Are they signs of beauty, renewal, openness and hope
or of urban ugliness, exclusive community and despair?
Christian
communities are also present in the city centre as visible
signs. They too have a vocation to openness,
to diversity and inclusiveness, to love and care and
judgement. Do they exist only to serve those who share
in their worship or do they also seek to be signs of
the Gospel to those who surround their buildings?
The
church is called to critical engagement with the Institutions
which are at the heart of the city centre.

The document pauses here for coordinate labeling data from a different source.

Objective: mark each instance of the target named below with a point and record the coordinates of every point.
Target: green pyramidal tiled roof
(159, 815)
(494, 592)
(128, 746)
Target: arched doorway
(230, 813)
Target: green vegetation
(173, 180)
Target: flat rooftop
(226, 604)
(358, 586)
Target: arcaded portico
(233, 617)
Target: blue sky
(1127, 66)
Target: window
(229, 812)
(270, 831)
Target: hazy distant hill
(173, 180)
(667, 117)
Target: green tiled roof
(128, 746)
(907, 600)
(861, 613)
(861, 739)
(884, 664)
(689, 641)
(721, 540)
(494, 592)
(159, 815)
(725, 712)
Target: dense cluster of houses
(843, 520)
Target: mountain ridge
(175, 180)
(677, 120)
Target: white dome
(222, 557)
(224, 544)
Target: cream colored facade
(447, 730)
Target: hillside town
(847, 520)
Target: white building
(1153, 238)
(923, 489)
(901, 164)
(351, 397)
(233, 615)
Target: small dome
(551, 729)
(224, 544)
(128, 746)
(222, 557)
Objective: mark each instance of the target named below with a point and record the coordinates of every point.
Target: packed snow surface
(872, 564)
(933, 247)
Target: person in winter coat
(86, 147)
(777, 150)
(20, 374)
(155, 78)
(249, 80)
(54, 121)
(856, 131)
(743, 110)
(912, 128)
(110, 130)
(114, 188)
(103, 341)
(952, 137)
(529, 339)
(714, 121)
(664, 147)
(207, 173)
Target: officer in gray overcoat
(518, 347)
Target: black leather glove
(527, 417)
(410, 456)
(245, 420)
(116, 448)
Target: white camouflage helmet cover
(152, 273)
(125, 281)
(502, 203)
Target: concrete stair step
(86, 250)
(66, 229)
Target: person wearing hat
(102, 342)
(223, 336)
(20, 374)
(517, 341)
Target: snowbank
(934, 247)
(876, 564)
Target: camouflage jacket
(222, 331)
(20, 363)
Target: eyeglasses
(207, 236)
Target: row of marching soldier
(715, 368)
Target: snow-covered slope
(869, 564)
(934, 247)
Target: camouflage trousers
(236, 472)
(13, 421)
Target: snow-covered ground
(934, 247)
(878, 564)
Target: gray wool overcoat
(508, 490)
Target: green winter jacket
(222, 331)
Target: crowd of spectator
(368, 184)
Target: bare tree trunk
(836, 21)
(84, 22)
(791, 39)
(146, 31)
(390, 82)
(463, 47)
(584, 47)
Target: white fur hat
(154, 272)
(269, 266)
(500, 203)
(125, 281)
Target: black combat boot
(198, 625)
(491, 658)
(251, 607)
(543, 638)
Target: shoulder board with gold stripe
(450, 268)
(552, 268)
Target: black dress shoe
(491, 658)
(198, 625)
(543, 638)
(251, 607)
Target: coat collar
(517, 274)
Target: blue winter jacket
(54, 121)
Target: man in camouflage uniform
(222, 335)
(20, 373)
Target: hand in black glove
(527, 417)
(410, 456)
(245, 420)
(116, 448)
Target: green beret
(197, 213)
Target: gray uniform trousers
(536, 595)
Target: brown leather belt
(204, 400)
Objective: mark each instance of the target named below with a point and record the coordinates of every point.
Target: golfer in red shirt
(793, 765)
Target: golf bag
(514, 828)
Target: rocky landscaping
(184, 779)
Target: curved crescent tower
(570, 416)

These institutions represent governance, power, decision—making
the dissemination of wealth, the promotion of commerce
and the forces of the market. The church in the centre
cannot ignore the institutional life around it. We are
challenged to be involved.
The
people of God are not built up ‘for their work
of ministry’ in isolation from the people and
forces around them. The task of nurturing the
church cannot be done effectively in a vacuum. God’s
Spirit brings resources of word and sacrament, reflection
and worship into a continuing dialogue with persons,
organisations and institutions. It is a risky enterprise,
for the church cannot know what God will make of it.
But the struggle can be a real mark of the church.
Communities
and institutions in the city centre can also be voices
of God’s judgement. Our engagement in
the city centre may therefore call our churches to repentance,
to a recognition of our disobedience, our unfaithfulness
to God’s covenant and our failure in being communities
of openness and justice. God will use whom God will
to be instruments of God’s purpose.
The
church in the city centre must recognize itself as being
within the world-wide church of God. The city
seeks to be a city of the world. The wider vision of
global responsibility can enable the church to know
itself more fully as ‘the one holy, catholic and
apostolic church’. Thus ‘shall all be included
in the feast of life’.
And
so the worship of the church in the city centre will
articulates the faith and love, the yearning and hopes,
not only of the Christian community, but of all those
who live out their lives within the city.